1981 MC.....back before electric fuel pumps.:rolleyes:

02ProstarSammyD
04-02-2012, 06:09 PM
Then the voltage will be fine. I fail to see your point :P

ahhudgins
04-02-2012, 06:27 PM
My neighbor had the same problem with his 79 MC a few summers ago, it died over 25 MPH. He got a fuel pump at the local Advance store and it was a quick fix.
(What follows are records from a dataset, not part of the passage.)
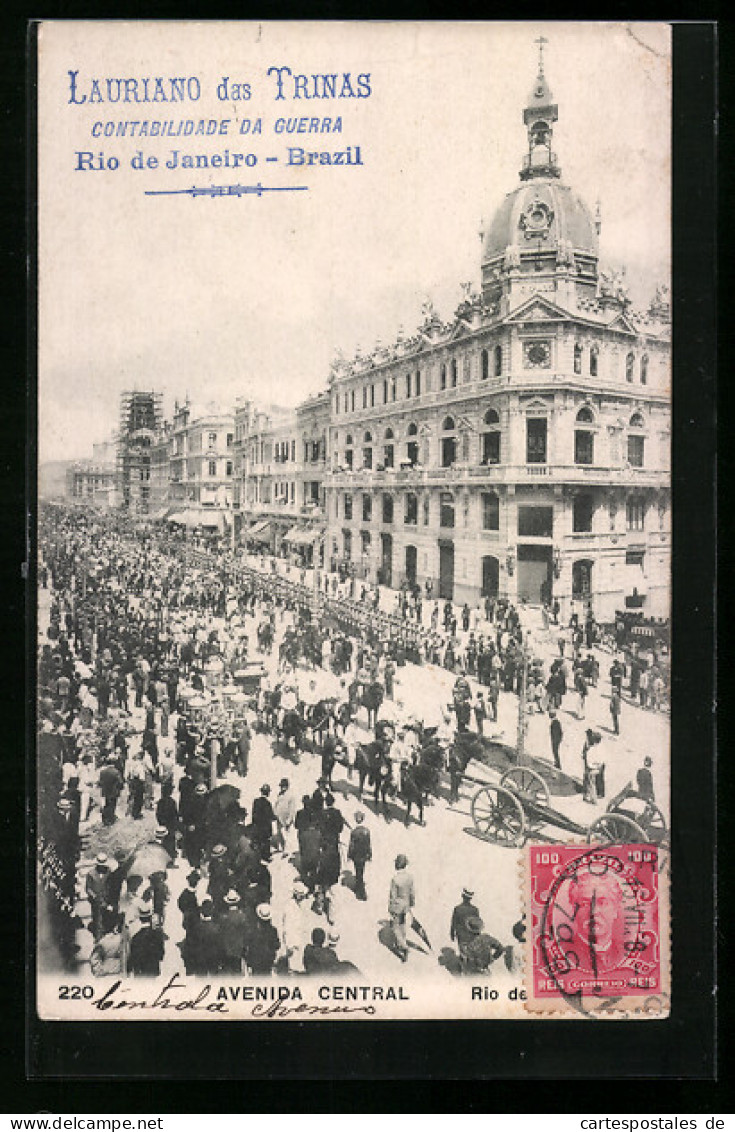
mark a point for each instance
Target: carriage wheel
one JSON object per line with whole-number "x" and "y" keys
{"x": 615, "y": 830}
{"x": 528, "y": 783}
{"x": 498, "y": 815}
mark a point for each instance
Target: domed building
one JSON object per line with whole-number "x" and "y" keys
{"x": 520, "y": 448}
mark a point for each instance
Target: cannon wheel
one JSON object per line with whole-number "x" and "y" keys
{"x": 616, "y": 829}
{"x": 528, "y": 783}
{"x": 498, "y": 815}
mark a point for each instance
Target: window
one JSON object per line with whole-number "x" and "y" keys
{"x": 644, "y": 369}
{"x": 583, "y": 447}
{"x": 581, "y": 579}
{"x": 490, "y": 512}
{"x": 367, "y": 449}
{"x": 446, "y": 508}
{"x": 582, "y": 511}
{"x": 630, "y": 361}
{"x": 492, "y": 438}
{"x": 536, "y": 440}
{"x": 635, "y": 514}
{"x": 389, "y": 448}
{"x": 449, "y": 443}
{"x": 412, "y": 447}
{"x": 536, "y": 522}
{"x": 635, "y": 451}
{"x": 411, "y": 513}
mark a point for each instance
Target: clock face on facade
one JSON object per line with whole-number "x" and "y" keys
{"x": 538, "y": 354}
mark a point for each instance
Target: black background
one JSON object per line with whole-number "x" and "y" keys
{"x": 647, "y": 1066}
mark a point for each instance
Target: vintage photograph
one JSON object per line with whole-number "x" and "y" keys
{"x": 355, "y": 521}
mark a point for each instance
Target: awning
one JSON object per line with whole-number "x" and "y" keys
{"x": 259, "y": 530}
{"x": 301, "y": 537}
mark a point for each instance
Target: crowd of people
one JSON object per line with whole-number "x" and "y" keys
{"x": 135, "y": 632}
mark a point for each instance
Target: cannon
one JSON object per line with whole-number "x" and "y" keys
{"x": 518, "y": 808}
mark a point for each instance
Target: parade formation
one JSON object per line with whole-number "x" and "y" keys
{"x": 248, "y": 768}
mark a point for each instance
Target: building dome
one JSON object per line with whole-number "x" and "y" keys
{"x": 540, "y": 213}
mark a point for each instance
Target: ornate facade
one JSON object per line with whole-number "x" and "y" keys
{"x": 522, "y": 448}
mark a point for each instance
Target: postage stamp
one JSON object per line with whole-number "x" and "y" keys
{"x": 595, "y": 918}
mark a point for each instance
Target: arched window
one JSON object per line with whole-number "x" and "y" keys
{"x": 644, "y": 369}
{"x": 490, "y": 512}
{"x": 637, "y": 442}
{"x": 492, "y": 438}
{"x": 449, "y": 443}
{"x": 446, "y": 509}
{"x": 630, "y": 361}
{"x": 583, "y": 437}
{"x": 582, "y": 579}
{"x": 412, "y": 447}
{"x": 389, "y": 448}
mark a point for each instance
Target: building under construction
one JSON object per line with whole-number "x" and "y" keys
{"x": 140, "y": 420}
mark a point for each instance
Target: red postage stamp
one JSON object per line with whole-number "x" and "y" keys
{"x": 594, "y": 915}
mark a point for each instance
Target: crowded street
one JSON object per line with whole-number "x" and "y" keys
{"x": 215, "y": 726}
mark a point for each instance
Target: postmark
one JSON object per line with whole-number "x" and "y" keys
{"x": 595, "y": 918}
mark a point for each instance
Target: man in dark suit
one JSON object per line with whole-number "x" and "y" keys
{"x": 359, "y": 852}
{"x": 556, "y": 736}
{"x": 462, "y": 912}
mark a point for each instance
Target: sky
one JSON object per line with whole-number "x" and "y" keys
{"x": 236, "y": 297}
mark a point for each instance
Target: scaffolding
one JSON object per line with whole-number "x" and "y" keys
{"x": 139, "y": 423}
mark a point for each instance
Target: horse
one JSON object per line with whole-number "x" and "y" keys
{"x": 374, "y": 764}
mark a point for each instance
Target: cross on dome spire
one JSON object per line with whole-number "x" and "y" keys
{"x": 541, "y": 40}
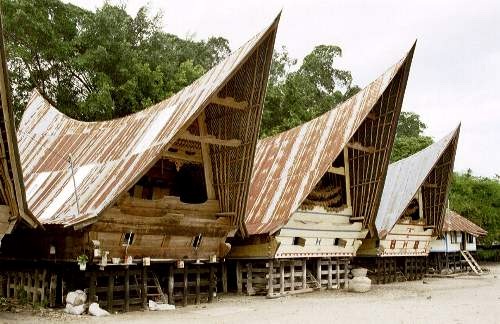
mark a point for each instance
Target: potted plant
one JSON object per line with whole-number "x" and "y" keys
{"x": 82, "y": 261}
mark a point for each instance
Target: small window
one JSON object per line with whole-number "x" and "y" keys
{"x": 127, "y": 239}
{"x": 340, "y": 242}
{"x": 299, "y": 241}
{"x": 196, "y": 241}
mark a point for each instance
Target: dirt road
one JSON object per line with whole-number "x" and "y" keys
{"x": 466, "y": 299}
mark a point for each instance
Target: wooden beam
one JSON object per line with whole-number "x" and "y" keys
{"x": 347, "y": 177}
{"x": 339, "y": 170}
{"x": 372, "y": 116}
{"x": 182, "y": 156}
{"x": 230, "y": 102}
{"x": 358, "y": 146}
{"x": 207, "y": 163}
{"x": 210, "y": 139}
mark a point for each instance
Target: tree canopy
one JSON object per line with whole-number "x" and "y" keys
{"x": 478, "y": 199}
{"x": 297, "y": 94}
{"x": 409, "y": 136}
{"x": 98, "y": 65}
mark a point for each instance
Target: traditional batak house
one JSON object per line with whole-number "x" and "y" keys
{"x": 162, "y": 187}
{"x": 452, "y": 250}
{"x": 315, "y": 189}
{"x": 13, "y": 206}
{"x": 411, "y": 212}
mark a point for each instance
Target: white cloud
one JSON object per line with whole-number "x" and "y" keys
{"x": 456, "y": 68}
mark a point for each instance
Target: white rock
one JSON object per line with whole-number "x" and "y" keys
{"x": 160, "y": 306}
{"x": 360, "y": 284}
{"x": 76, "y": 298}
{"x": 95, "y": 310}
{"x": 359, "y": 272}
{"x": 74, "y": 310}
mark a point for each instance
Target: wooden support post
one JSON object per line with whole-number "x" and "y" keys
{"x": 185, "y": 290}
{"x": 330, "y": 286}
{"x": 127, "y": 290}
{"x": 337, "y": 274}
{"x": 347, "y": 177}
{"x": 211, "y": 284}
{"x": 52, "y": 290}
{"x": 282, "y": 277}
{"x": 346, "y": 274}
{"x": 36, "y": 285}
{"x": 170, "y": 288}
{"x": 239, "y": 278}
{"x": 44, "y": 285}
{"x": 224, "y": 277}
{"x": 198, "y": 281}
{"x": 270, "y": 280}
{"x": 92, "y": 288}
{"x": 7, "y": 293}
{"x": 318, "y": 272}
{"x": 205, "y": 152}
{"x": 250, "y": 290}
{"x": 304, "y": 274}
{"x": 144, "y": 287}
{"x": 111, "y": 288}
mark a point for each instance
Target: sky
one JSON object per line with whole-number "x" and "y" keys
{"x": 455, "y": 74}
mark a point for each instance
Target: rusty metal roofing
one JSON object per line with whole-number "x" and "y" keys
{"x": 288, "y": 165}
{"x": 403, "y": 180}
{"x": 454, "y": 222}
{"x": 109, "y": 156}
{"x": 12, "y": 189}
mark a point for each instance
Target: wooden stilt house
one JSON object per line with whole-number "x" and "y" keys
{"x": 411, "y": 212}
{"x": 452, "y": 250}
{"x": 315, "y": 189}
{"x": 13, "y": 207}
{"x": 166, "y": 185}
Some people don't like to ditch the points but I would.

CantRepeat
04-02-2012, 06:33 PM
Then the voltage will be fine. I fail to see your point :P

I see what you did there. lol :D

thatsmrmastercraft
04-02-2012, 06:42 PM
I see what you did there. lol :D

Nothing slips by you, does it?:rolleyes:

CantRepeat
04-02-2012, 07:27 PM
Nothing slips by you, does it?:rolleyes:

I see what you did her!! lol :D

ted shred
04-02-2012, 11:26 PM
There should be a clear tube connected to the fuel pump. 80% of the time when they fail, this tube will have fuel in it.these pumps are dual diaphram.The engine will still run if one fails.

tex599
04-12-2012, 03:52 PM
Apologize for the delay in getting back to everyone. Checked the points, rotor it all looks good and replaced fuel filter. Took boat out and it was running fine for about the first 10 minutes, then started to act up while at speed. Felt like it was surging, if you tried to accelerate from idle it would act as if it was going to do die, but would get going. Pulled the fuel pump and waiting for the new one to show up. 90% certain that is the problem. Somebody mentioned the carb, but I think this would show up at both low and high speeds. Thoughts??

thatsmrmastercraft
04-12-2012, 05:17 PM
After reading through your posts again, a couple things come to mind. Is it possible that this is the result of a bad accelerator pump diaphragm? Simple to check by removing the flame arrestor and working the throttle (without the engine running) and look for two smooth jets of fuel.

My other thought is a bad vacuum secondary diaphragm. Pretty much need to operate the boat with the engine cover up and the flame arrestor off and look (carefully) into the carb to see if fuel is coming through the back half of the carb.